Maybe it's to fill the silence, or maybe just because she wants to, but Jade shuffles closer to him, and starts telling stories about her own childhood. She smiles while she speaks, but her stories sound lonely. Just her and the demon dog, and a dead guardian, alone on an island. Karkat watches her speak. He wonders if she knows she talks with her hands. She tells him a story about Squiddles, complete with wiggling fingers and giggles, and checks him for a reaction. He realises she's trying to cheer him up. Something about the naive, hopeful expression on her face as she watches him sends a jolt of pain through his chest. A rasping sob escapes his throat, and he reflexively buries his face in his arms.
The balance of weight on the spring mattress shifts. Springs squeak quietly in protest. Karkat feels a pair of warm, gentle arms wrap themselves around his shoulders. Silence reigns as hot, pale red tears fall down his cheeks and soak the sleeves of his shirt. Jade begins murmuring comfortingly in his ear.
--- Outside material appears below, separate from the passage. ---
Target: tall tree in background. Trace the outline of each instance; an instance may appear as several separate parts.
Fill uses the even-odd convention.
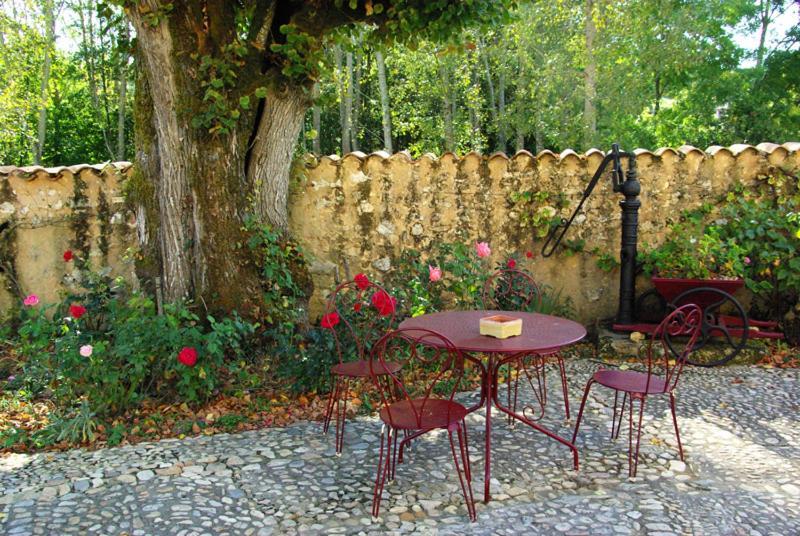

He's not sure what she's saying and neither is she, but her tone is soft and calming, and Karkat is able to control himself again.imself again. She sits patiently while he wipes his face clean on his sleeve, her arms never moving from their protective grasp. He takes a deep, shuddering breath, and mentally declares himself no longer a pathetic emotional wreck. He raises his head, at last, to let Jade know he's okay now, and finds her closer than he expected.
They sit there, nose to nose, for what seems to be an eternity. Jade's surprisingly calm eyes meet Karkat's panicked ones. They draw the moment out for as long as they can manage, until Karkat doesn't know if he'll ever breathe normally again and Jade's heart has almost leapt out her mouth. His hand twitches as he tries to make a decision he wasn't prepared for. Then Jade smiles, and turns, and asks something innocuous about recuperacoons, and the moment is gone forever. But whenever their eyes meet, there is an agreement; one day, when they're both prepared, there will be a new moment.